Par une décision de 5-4 écrite par le juge en chef de la Cour suprême John Roberts, le plus haut tribunal des États-Unis a aujourd'hui donné une victoire légale majeure au président Obama en validant la constitutionnalité de sa réforme de l'assurance-maladie, promulguée en mars 2010. Les partisans de la loi, communément appelée « Obamacare », ont largement réagi avec jubilation ; ses détracteurs, avec amère déception. Peu semblent toutefois, du moins initialement, avoir réfléchi à ce que le jugement représente au-delà de la survie juridique ou nom d'« Obamacare », aussi important l'enjeu puisse-t-il être.

Il est vrai que les quatre juges ayant été nommés par des présidents démocrates ont voté pour le maintien de la loi et que quatre autres, tous nommés par des présidents républicains, ont voté pour l'invalider. Il est également non seulement vrai, mais remarquablement ironique, que John Roberts, dont la nomination avait été effectuée par le président républicain George W. Bush et opposée au Sénat par nulle autre que Barack Obama, se soit joint à l'aile libérale de la Cour afin d'affirmer la constitutionnalité de la loi. La « défection » de Roberts signifie-t-elle pour autant une trahison des principes judiciaires conservateurs lui étant chers et des politiciens conservateurs s'étant battus pour lui faire accéder à son poste actuel? En un mot : non.

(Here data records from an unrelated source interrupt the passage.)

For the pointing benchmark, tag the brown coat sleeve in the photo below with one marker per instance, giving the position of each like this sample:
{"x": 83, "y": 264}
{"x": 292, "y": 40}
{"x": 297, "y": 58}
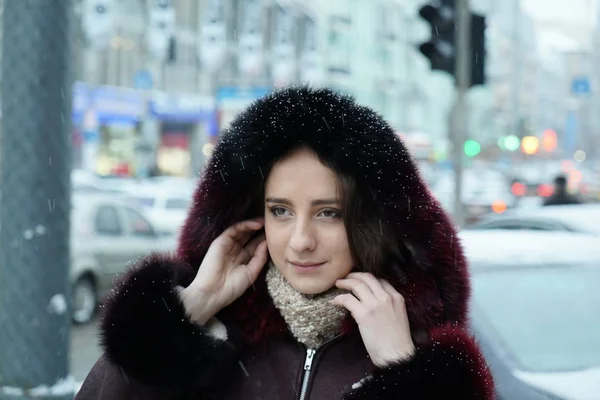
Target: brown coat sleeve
{"x": 147, "y": 335}
{"x": 106, "y": 381}
{"x": 449, "y": 366}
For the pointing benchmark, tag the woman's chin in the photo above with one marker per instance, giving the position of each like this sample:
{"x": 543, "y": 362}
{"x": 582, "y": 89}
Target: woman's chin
{"x": 310, "y": 286}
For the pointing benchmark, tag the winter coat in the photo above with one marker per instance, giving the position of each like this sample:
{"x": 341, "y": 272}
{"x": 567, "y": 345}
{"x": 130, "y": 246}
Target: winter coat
{"x": 153, "y": 350}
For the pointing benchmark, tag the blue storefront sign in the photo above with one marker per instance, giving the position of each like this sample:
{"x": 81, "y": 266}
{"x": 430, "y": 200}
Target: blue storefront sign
{"x": 109, "y": 104}
{"x": 580, "y": 86}
{"x": 182, "y": 108}
{"x": 233, "y": 100}
{"x": 143, "y": 80}
{"x": 242, "y": 93}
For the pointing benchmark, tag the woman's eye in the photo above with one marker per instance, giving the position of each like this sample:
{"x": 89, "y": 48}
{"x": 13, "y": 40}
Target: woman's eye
{"x": 279, "y": 211}
{"x": 330, "y": 213}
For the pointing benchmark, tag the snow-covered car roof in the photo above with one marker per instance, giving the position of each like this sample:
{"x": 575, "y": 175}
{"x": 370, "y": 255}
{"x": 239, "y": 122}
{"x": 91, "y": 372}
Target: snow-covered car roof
{"x": 513, "y": 247}
{"x": 580, "y": 217}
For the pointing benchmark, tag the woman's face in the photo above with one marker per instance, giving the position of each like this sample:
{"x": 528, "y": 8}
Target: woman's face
{"x": 304, "y": 227}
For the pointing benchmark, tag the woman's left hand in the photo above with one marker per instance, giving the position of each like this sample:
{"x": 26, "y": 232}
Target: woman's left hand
{"x": 380, "y": 313}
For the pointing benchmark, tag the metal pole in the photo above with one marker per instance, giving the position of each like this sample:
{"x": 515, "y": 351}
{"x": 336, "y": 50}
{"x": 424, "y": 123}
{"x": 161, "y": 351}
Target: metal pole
{"x": 459, "y": 118}
{"x": 35, "y": 205}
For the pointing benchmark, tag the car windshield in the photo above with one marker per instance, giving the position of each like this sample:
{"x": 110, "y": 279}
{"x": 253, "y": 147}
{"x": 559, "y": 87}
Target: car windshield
{"x": 547, "y": 317}
{"x": 145, "y": 201}
{"x": 581, "y": 221}
{"x": 177, "y": 203}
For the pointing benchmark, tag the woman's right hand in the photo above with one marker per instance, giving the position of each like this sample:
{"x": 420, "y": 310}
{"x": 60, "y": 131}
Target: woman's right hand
{"x": 229, "y": 268}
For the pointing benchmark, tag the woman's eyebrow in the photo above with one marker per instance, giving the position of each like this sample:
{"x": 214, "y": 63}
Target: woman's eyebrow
{"x": 317, "y": 202}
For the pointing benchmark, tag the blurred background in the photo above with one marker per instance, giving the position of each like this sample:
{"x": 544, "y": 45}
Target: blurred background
{"x": 155, "y": 81}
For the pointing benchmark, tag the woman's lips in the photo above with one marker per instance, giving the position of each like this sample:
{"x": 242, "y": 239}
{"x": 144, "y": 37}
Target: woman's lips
{"x": 306, "y": 266}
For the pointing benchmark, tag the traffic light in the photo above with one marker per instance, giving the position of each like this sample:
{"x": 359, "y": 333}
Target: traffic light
{"x": 530, "y": 145}
{"x": 477, "y": 49}
{"x": 549, "y": 140}
{"x": 441, "y": 48}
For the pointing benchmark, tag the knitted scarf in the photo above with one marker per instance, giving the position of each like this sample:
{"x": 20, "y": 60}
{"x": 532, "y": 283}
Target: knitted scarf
{"x": 311, "y": 318}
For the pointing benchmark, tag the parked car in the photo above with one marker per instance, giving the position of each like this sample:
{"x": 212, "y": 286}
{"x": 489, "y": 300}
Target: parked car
{"x": 535, "y": 311}
{"x": 107, "y": 233}
{"x": 166, "y": 204}
{"x": 484, "y": 190}
{"x": 581, "y": 218}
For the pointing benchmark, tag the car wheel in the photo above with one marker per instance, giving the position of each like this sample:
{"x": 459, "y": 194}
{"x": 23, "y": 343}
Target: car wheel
{"x": 84, "y": 300}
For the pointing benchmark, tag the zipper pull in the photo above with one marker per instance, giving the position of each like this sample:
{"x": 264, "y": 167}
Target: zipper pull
{"x": 310, "y": 353}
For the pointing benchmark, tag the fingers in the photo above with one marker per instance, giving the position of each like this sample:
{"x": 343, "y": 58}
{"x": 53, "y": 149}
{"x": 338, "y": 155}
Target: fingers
{"x": 250, "y": 248}
{"x": 242, "y": 231}
{"x": 349, "y": 302}
{"x": 373, "y": 283}
{"x": 391, "y": 290}
{"x": 359, "y": 288}
{"x": 258, "y": 261}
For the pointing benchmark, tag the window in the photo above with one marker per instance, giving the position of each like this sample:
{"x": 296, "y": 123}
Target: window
{"x": 139, "y": 225}
{"x": 107, "y": 221}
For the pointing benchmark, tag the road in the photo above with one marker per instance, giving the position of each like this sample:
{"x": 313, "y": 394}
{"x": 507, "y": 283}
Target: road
{"x": 85, "y": 349}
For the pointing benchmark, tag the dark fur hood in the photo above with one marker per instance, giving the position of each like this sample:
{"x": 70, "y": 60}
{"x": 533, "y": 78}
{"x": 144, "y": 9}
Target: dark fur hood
{"x": 359, "y": 142}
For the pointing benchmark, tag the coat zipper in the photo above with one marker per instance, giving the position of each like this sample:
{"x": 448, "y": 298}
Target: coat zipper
{"x": 310, "y": 354}
{"x": 308, "y": 360}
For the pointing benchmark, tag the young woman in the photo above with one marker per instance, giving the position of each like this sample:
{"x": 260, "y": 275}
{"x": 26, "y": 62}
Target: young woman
{"x": 314, "y": 264}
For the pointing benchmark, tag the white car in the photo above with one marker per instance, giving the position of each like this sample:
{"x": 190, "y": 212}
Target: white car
{"x": 535, "y": 311}
{"x": 166, "y": 205}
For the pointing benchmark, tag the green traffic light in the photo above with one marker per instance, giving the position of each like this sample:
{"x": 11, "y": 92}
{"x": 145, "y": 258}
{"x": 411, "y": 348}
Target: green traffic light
{"x": 472, "y": 148}
{"x": 512, "y": 143}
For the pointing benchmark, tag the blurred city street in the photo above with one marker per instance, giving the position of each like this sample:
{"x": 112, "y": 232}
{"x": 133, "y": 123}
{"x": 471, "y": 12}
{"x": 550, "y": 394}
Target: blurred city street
{"x": 85, "y": 349}
{"x": 111, "y": 110}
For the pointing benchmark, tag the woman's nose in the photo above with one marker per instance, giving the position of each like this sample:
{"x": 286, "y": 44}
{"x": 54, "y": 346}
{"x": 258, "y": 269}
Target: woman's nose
{"x": 302, "y": 238}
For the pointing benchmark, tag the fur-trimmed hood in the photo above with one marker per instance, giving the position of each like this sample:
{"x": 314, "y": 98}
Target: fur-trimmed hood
{"x": 359, "y": 142}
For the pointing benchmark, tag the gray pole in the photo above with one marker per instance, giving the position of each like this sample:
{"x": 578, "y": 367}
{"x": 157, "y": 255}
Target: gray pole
{"x": 459, "y": 117}
{"x": 35, "y": 165}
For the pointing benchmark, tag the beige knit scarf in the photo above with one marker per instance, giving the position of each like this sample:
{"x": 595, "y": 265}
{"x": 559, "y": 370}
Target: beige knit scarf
{"x": 312, "y": 319}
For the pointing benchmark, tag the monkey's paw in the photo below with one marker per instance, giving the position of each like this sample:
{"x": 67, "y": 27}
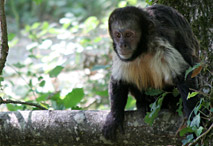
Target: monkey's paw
{"x": 110, "y": 127}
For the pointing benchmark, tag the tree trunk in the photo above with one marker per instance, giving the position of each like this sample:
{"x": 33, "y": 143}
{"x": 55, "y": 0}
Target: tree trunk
{"x": 3, "y": 33}
{"x": 48, "y": 128}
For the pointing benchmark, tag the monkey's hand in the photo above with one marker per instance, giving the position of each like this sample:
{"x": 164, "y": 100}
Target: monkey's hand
{"x": 113, "y": 122}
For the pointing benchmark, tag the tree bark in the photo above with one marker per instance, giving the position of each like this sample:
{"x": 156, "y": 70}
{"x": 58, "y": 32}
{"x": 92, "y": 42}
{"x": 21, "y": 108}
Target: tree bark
{"x": 65, "y": 128}
{"x": 3, "y": 33}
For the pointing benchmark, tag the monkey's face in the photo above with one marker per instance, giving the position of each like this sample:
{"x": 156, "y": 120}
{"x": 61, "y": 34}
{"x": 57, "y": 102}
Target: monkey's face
{"x": 126, "y": 36}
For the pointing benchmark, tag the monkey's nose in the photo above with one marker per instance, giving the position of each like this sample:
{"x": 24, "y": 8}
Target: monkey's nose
{"x": 123, "y": 46}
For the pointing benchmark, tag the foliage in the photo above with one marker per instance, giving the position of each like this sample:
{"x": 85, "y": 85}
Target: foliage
{"x": 67, "y": 59}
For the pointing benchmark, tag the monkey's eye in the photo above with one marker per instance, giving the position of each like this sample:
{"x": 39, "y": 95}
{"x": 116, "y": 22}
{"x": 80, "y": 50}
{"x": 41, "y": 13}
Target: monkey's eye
{"x": 128, "y": 34}
{"x": 117, "y": 35}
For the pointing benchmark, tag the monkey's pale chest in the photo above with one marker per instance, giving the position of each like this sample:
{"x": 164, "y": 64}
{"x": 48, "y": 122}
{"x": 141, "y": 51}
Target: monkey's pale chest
{"x": 150, "y": 70}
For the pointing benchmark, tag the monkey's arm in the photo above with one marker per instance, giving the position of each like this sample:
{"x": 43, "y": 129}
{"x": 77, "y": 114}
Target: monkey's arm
{"x": 184, "y": 86}
{"x": 118, "y": 91}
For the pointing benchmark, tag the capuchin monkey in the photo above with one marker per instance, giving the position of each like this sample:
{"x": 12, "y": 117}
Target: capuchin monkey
{"x": 153, "y": 47}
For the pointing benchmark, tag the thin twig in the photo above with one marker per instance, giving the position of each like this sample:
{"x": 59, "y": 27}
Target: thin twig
{"x": 198, "y": 138}
{"x": 8, "y": 101}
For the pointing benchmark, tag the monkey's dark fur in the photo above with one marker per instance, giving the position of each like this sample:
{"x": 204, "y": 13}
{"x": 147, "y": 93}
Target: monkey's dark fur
{"x": 165, "y": 49}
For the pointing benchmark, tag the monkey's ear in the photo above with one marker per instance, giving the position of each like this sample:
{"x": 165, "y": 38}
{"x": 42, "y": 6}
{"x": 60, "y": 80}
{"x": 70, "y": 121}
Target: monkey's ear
{"x": 151, "y": 24}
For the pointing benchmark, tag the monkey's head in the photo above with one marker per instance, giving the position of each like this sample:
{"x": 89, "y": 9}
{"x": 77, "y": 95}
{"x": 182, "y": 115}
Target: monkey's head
{"x": 128, "y": 28}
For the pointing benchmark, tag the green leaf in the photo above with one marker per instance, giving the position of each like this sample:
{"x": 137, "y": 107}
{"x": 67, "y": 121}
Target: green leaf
{"x": 132, "y": 2}
{"x": 180, "y": 107}
{"x": 19, "y": 65}
{"x": 90, "y": 23}
{"x": 186, "y": 130}
{"x": 188, "y": 139}
{"x": 45, "y": 25}
{"x": 38, "y": 1}
{"x": 11, "y": 36}
{"x": 175, "y": 92}
{"x": 122, "y": 4}
{"x": 190, "y": 69}
{"x": 40, "y": 78}
{"x": 73, "y": 98}
{"x": 153, "y": 92}
{"x": 199, "y": 131}
{"x": 35, "y": 25}
{"x": 190, "y": 95}
{"x": 42, "y": 83}
{"x": 56, "y": 71}
{"x": 130, "y": 102}
{"x": 42, "y": 97}
{"x": 155, "y": 108}
{"x": 196, "y": 121}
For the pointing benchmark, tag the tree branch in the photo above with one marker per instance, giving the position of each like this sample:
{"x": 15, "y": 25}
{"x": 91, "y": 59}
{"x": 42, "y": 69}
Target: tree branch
{"x": 8, "y": 101}
{"x": 198, "y": 138}
{"x": 4, "y": 41}
{"x": 47, "y": 128}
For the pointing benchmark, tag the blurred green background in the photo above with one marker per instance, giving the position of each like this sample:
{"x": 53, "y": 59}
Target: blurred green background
{"x": 60, "y": 53}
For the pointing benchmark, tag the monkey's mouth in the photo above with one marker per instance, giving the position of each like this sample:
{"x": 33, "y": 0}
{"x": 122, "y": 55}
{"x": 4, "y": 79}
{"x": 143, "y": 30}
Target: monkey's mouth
{"x": 125, "y": 54}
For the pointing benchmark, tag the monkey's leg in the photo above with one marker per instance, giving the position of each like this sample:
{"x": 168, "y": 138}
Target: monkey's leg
{"x": 118, "y": 91}
{"x": 188, "y": 104}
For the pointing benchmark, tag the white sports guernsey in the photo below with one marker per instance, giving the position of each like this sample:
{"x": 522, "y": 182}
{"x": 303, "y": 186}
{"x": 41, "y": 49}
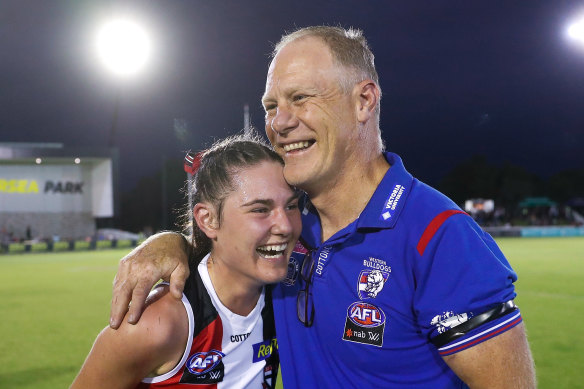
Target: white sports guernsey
{"x": 224, "y": 350}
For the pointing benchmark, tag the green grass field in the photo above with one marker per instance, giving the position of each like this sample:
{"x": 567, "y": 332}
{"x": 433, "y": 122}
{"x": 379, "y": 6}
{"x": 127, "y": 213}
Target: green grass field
{"x": 53, "y": 305}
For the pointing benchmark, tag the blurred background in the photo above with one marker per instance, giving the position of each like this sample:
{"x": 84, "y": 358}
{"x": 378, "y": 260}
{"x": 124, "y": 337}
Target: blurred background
{"x": 100, "y": 100}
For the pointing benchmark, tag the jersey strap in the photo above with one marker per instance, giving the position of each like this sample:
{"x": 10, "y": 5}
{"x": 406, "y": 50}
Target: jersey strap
{"x": 273, "y": 361}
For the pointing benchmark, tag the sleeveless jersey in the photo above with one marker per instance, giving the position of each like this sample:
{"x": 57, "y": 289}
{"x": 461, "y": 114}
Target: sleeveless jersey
{"x": 224, "y": 350}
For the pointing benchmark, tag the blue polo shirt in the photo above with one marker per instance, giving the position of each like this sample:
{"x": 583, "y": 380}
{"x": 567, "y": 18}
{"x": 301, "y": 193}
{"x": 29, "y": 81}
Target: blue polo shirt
{"x": 412, "y": 266}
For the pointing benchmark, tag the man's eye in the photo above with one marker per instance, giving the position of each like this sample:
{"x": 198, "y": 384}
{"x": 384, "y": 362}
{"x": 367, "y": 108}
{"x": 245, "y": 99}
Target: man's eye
{"x": 260, "y": 210}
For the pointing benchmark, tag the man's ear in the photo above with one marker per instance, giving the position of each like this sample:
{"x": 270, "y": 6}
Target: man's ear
{"x": 205, "y": 217}
{"x": 368, "y": 95}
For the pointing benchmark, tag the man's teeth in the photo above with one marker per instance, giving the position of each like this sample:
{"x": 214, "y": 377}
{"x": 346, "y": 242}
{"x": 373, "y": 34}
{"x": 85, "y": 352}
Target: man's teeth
{"x": 296, "y": 146}
{"x": 272, "y": 250}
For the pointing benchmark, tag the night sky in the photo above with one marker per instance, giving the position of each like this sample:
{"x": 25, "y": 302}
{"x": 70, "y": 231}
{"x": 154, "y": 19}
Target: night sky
{"x": 497, "y": 78}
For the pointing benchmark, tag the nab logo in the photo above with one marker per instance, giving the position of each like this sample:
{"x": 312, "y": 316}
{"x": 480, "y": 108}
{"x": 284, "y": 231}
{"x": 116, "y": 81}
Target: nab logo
{"x": 204, "y": 362}
{"x": 365, "y": 315}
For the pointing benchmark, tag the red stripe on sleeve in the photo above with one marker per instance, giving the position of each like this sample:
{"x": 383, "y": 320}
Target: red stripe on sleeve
{"x": 433, "y": 227}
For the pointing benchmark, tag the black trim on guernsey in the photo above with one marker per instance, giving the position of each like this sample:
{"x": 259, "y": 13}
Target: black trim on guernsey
{"x": 454, "y": 333}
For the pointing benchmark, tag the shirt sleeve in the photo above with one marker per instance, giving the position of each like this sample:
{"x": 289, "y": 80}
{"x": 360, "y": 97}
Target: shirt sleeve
{"x": 461, "y": 273}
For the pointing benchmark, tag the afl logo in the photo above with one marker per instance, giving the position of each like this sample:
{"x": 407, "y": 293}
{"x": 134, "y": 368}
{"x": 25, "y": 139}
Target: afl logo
{"x": 202, "y": 363}
{"x": 365, "y": 315}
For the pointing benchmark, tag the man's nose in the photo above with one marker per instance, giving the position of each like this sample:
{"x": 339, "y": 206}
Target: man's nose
{"x": 284, "y": 121}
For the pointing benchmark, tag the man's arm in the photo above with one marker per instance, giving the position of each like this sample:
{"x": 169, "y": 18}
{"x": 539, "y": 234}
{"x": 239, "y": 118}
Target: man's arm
{"x": 501, "y": 362}
{"x": 121, "y": 358}
{"x": 162, "y": 256}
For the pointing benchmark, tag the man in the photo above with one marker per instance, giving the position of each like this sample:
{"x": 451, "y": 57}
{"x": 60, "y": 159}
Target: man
{"x": 393, "y": 285}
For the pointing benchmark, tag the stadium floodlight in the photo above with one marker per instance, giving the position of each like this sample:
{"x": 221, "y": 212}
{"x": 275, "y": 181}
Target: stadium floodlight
{"x": 575, "y": 30}
{"x": 123, "y": 46}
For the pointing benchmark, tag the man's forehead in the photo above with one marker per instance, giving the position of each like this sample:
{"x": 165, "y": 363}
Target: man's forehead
{"x": 298, "y": 59}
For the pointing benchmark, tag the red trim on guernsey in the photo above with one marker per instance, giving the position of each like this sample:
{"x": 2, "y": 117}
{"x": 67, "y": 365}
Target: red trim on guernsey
{"x": 434, "y": 225}
{"x": 482, "y": 338}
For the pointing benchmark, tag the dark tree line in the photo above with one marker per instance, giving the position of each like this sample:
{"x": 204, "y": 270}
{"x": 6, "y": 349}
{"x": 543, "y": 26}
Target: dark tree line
{"x": 143, "y": 208}
{"x": 509, "y": 184}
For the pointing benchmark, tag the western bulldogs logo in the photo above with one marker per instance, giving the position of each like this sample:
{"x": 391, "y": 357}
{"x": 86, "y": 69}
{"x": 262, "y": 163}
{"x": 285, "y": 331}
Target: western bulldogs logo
{"x": 204, "y": 362}
{"x": 448, "y": 320}
{"x": 365, "y": 323}
{"x": 371, "y": 282}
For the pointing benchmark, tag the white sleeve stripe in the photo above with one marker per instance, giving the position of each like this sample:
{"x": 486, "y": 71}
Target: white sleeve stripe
{"x": 481, "y": 333}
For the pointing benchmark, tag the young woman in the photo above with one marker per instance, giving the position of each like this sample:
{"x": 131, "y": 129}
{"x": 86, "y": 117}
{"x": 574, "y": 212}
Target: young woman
{"x": 246, "y": 220}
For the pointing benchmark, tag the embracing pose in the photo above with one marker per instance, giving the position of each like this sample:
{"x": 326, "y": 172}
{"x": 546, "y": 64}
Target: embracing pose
{"x": 220, "y": 334}
{"x": 394, "y": 286}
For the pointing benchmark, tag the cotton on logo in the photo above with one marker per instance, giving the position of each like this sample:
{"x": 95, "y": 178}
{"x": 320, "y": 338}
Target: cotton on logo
{"x": 365, "y": 315}
{"x": 202, "y": 363}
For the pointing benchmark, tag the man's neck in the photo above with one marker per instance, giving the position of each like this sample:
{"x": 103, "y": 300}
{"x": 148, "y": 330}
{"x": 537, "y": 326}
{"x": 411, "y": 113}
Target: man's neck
{"x": 340, "y": 203}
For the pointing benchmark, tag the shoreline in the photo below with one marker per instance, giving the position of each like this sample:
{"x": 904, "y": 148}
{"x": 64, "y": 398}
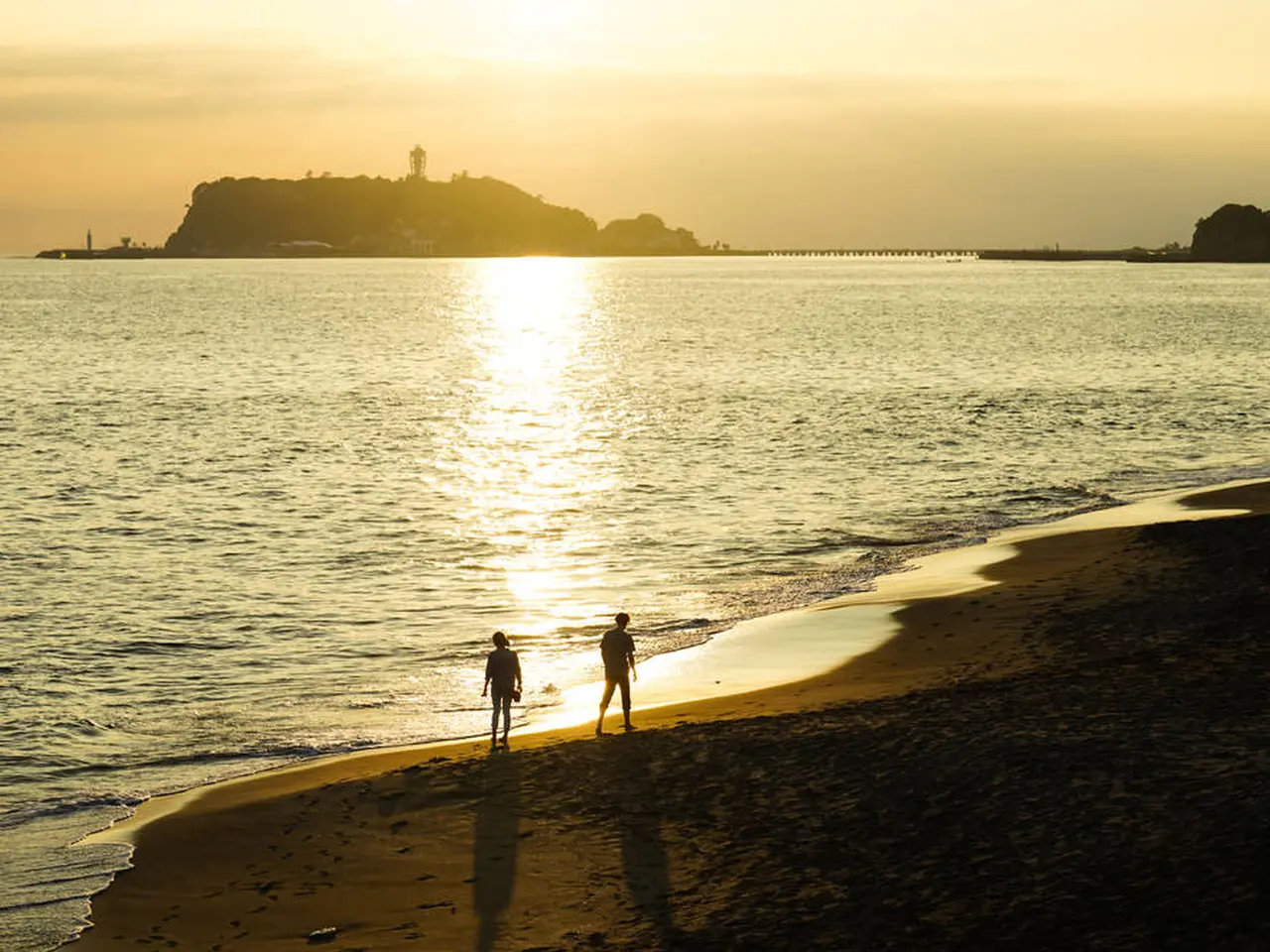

Nous avons pu assister, au cours des dernières années, à une évolution - certains diraient un renversement - considérable dans l'attitude des partisans, autant à gauche qu'à droite de l'échiquier politique, face au rôle de la branche judiciaire dans la gouvernance aux États-Unis. Pour les conservateurs, l'« activisme judiciaire » constituait un ennemi à abattre. Les juges ne devaient pas tenter de remplacer les législateurs qui, en tant qu'élus du peuple, détenaient le rôle premier d'établir les politiques publiques le gouvernant.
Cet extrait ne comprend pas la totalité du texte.